Medford’s legal ‘David’ battles retail Goliaths

Page 2 of 3 — Corporate behemoths, he asserted, have ”ripped off consumers” for hundreds of millions of dollars, but ”the focus is not on whether they should be policing themselves or whether there should be more laws protecting consumers. The focus is turned on its head . . . on the trial lawyers . . . on the fees.”

The trend is eroding consumer rights, he said. ”You’re un-American if you stand up and enforce your consumer rights,” Bonsignore said.

”No one cared,” he said, of reports that Gillette chief executive James M. Kilts may receive a $173 million windfall as a result of the company’s sale to Procter & Gamble. ”But if a lawyer makes $200,000, that’s wrong. It’s not wrong; it’s right.”

Bonsignore said his contingency-based work is risky, requiring large upfront outlays of cash with no guarantee of return. Six-figure expenditures in some recent cases ”went poof” when the cases were dismissed or ”sucked up” into federal cases brought by other lawyers, he said.

Bonsignore estimates his practice generally nets about $500,000 a year (he rents out much of the old funeral home), bringing him a comfortable lifestyle. He drives a 1998 Lincoln Navigator sport utility vehicle, bought used (”the first nice car I ever owned”), and owns a waterfront home on Ipswich’s Great Neck, a small ranch-style house, valued by the town at $658,700, on a cliff overlooking Plum Island Sound.

His marriage and law practice are, in his words, ”bicoastal” involving ”a lot of airplane miles.” His wife and children, ages 2 and 6, reside in Sacramento, where Brewer has been executive director of the Consumer Attorneys of California and works on cases for their law firm, he said. Her husband has worked in California, too, but said he barely flunked the bar exam there and has been too busy with local cases to retake the test or relocate.

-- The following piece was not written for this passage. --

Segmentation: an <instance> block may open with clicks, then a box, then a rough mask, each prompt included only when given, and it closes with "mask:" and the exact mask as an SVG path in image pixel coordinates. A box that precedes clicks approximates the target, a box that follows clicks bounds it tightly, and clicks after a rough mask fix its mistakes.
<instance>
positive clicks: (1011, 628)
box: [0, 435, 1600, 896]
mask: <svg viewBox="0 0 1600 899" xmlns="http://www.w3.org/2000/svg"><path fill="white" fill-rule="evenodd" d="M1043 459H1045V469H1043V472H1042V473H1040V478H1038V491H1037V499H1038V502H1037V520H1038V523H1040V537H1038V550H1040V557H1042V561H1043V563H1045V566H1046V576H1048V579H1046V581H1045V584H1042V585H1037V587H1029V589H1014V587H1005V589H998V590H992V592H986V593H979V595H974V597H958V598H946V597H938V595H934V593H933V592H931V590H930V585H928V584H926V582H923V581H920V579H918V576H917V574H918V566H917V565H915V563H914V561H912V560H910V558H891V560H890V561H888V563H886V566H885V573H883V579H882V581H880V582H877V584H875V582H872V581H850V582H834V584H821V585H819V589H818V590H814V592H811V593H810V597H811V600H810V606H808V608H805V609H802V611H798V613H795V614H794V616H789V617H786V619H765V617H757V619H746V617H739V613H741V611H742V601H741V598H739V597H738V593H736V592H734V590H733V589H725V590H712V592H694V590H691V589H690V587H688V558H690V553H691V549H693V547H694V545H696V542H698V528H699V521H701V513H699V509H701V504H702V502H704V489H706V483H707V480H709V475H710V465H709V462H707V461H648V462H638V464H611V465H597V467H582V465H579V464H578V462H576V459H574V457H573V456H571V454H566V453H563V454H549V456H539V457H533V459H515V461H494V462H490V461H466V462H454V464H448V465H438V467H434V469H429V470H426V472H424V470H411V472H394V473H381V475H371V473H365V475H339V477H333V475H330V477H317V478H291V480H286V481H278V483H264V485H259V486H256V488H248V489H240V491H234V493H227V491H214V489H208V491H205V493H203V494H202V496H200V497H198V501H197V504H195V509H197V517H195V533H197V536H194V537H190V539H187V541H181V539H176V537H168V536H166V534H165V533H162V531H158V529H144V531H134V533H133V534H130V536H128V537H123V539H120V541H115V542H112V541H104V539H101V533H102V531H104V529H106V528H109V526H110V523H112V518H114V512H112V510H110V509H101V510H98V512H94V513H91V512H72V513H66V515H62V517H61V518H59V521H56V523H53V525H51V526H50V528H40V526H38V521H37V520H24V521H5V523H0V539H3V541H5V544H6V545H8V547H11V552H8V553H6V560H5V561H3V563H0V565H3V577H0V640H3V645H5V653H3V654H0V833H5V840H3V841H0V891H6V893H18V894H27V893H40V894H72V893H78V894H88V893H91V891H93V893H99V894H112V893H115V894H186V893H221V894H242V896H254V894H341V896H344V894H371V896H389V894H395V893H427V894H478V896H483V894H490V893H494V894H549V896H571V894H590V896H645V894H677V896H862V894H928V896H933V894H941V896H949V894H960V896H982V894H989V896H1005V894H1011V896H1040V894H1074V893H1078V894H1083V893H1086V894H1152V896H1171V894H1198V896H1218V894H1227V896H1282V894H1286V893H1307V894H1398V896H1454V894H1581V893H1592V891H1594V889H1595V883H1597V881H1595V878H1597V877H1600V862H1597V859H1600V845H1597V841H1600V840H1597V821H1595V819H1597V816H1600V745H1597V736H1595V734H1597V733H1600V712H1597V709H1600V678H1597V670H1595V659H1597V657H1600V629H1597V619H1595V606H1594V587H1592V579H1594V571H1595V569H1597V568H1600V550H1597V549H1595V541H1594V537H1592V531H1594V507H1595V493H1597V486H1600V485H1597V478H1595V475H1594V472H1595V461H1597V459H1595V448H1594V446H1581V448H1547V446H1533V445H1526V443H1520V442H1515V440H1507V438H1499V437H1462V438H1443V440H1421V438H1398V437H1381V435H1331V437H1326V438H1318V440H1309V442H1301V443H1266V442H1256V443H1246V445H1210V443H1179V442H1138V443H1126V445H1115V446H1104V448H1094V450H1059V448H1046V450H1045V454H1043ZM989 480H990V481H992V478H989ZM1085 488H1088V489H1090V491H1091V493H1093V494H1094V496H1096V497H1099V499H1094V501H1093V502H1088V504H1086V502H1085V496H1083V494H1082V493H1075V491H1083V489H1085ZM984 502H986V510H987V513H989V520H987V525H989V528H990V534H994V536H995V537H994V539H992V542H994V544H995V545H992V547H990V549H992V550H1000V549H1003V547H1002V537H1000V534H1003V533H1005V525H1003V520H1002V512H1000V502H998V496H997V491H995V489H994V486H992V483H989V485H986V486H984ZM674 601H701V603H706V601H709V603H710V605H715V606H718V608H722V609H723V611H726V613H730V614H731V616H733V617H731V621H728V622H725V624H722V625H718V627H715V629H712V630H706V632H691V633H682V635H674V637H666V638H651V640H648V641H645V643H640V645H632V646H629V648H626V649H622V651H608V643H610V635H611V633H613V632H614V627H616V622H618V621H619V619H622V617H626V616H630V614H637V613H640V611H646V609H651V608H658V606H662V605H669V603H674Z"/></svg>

Active in local and national legal circles, Bonsignore has won a number of honors. A public service award, named for him, is given by the New Lawyers Division of the Association of Trial Lawyers of America. He is generous with his time and money to charities and pro bono cases, according to associates; for instance, he heads the collection of business attire from lawyers for people who are down and out but looking for work.

”You can’t walk into a job interview if you look like a bum,” he said.

Until Bonsignore raised consumers’ objections, large stores, some stocking hundreds of thousands of items, had routinely ignored the state’s item-pricing regulation, which required individual tags on every screwdriver and knickknack.

Bonsignore was the lawyer of last resort for Colman M. Herman, a Dorchester consumer activist, to pressure big retailers who ignored the item-pricing law. A freelance writer, Herman in 2002 won a Supreme Judicial Court ruling, and the statutory minimum $25 in damages from Home Depot. Herman approached many legal figures, but no one would take on class-action case except the little-known lawyer from Medford.